DEARBORN HEIGHTS — Last week, Samer Beydoun, a Dearborn Heights resident with a diagnosed mental illness, was arrested by Dearborn Heights Police and kept in custody for four days without being charged.
Beydoun’s sister Samar Beydoun and attorney Issa Fawaz told The Arab American News that the circumstances around his arrest are deeply concerning and shed light on the police department’s wrongful treatment of Beydoun and possibly other residents.
Fawaz and Samar Beydoun spoke at Tuesday’s Dearborn Heights City Council meeting about the incident, with details about the police department and city employees’ dismissive response to their inquiries concerning the arrest. The testimonies were met by shock and outrage by residents and Council members alike, with the mayor saying that an investigation was ongoing.
Beydoun said that on Monday, Feb. 3, her 43-year-old brother was at Dearborn Heights City Hall to pay his property taxes. Samer Beydoun, the father of two, currently receives disability and has been diagnosed with paranoid schizophrenia. According to his sister, while there, he approached Mayor Daniel Paletko’s office to have his library privileges reinstated.
After being asked by the secretary to have a seat, he was approached by police officers who asked him to leave the premises. Beydoun said her brother confirmed with the officers that they ordered him to leave and that he was free to walk out of the building.
As Samer Beydoun was leaving the building, the officers decided to search him, something his sister said violated his rights against illegal search and seizure. He was subdued by force and suffered a neck and head injury. Samar Beydoun said children from a nearby school witnessed her brother’s arrest.
“(My brother) was not a threat and was not committing a crime,” she said. “There was no reason to even want to search him.”
Beydoun claims her brother was denied a phone call after being taken into custody. He was also denied medical treatment, which he requested for the approximately 69 hours that he was held. He was given his medication around 36 hours after his arrest. Bail was set, but no receipt of payment was given when it was paid by his brother on Thursday, the day he was finally released.
Beydoun said her brother had been arrested before and held without charges and that the family was unable to obtain a bond receipt at that time either. She also said he may have been afraid of police after years of harassment from ex-Dearborn Heights police chief Lee Gavin, a neighbor who allegedly used disparaging remarks, calling him “Crazy Sam.”
Beydoun said the police department has been called to situations involving her brother in the past and has been aware of his mental condition for some time.
Mental illness is a serious issue and to treat (Beydoun) this way is disgusting. He has regressed after this incident. How can he be expected to leave his house now after the police attacked him and threw him in a cell? — attorney Issa Fawaz
Fawaz said he was told by police they planned on holding Samer Beydoun for the full amount of time allowable for felony charges as those charges were being considered. Fawaz was not told what these charges were. He was not allowed to speak to his client, who was never arraigned. He confirmed that no receipt was given upon bond payment, which he found unusual.
“There were no charges,” Fawaz said. “Police told me they would probably charge him with a misdemeanor, (maybe) disturbing the public, but they did no such thing.”
Fawaz is yet to receive an incident report, video or audio. He and Samar Beydoun have both been approached by other residents since the City Council meeting who may have had similar experiences with the department. Last Monday, Fawaz tried to submit a spoliation letter, which federally protects evidence such as surveillance footage from being altered or damaged, when he was told by City Hall staff, including a mail clerk, to “go see the mayor.”

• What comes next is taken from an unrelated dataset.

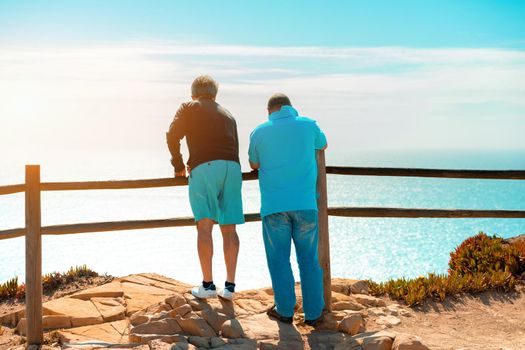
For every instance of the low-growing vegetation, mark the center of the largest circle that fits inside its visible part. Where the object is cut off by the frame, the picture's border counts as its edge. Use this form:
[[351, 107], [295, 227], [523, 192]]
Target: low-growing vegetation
[[480, 263], [50, 282]]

“The staff at City Hall that I have spoken to have been very unpleasant and rude,” Fawaz said. “They didn’t want to accept (the spoliation) letter and wanted me to see the mayor — none of this makes sense to me.”
Fawaz said this is part of an ongoing issue between residents and the police and that he is willing to take measures further and stand up for people like Samer Beydoun. He said he is waiting to see how the city responds at the next City Council meeting.

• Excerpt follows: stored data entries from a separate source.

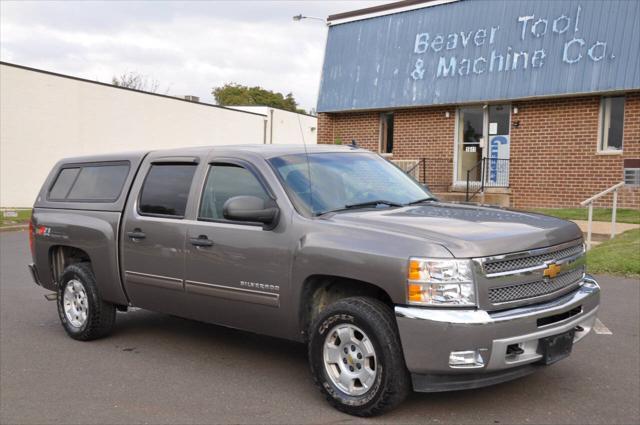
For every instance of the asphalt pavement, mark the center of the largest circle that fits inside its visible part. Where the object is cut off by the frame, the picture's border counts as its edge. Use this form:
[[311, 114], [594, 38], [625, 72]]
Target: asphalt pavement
[[160, 369]]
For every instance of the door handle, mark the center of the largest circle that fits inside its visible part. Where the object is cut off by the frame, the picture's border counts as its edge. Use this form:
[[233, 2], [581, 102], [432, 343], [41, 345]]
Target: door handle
[[136, 234], [201, 240]]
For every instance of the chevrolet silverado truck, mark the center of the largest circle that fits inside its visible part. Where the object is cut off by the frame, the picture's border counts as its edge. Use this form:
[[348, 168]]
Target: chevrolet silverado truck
[[331, 246]]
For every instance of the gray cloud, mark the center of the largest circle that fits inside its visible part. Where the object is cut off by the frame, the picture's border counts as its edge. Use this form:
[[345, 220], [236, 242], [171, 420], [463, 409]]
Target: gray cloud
[[187, 46]]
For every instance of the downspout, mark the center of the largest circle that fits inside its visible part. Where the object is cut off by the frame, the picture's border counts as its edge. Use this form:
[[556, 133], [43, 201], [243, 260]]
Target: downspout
[[264, 131]]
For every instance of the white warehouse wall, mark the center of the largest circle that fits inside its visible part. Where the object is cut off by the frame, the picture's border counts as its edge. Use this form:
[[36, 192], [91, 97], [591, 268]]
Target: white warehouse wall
[[285, 127], [45, 117]]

“This schizophrenic man was finally starting to return to society and was taking his medication and getting better,” he said. “He was finally getting the confidence to be out and wanted to get his library card reinstated because he’s an intelligent guy.
“Mental illness is a serious issue and to treat him this way is disgusting. He has regressed after this incident. How can he be expected to leave his house now after the police attacked him and threw him in a cell?”
The Dearborn Heights Police Department could not be reached for comment at press time.
UPDATE: A representative later said the department was reviewing its procedures and investigating whether those procedures were followed. The department said the safety of residents is paramount and that it is attentive to the Beydoun family’s concerns and wants to ensure all residents are treated with respect and due process. The department is working with residents to create a citizen oversight committee to more effectively handle such concerns in the future.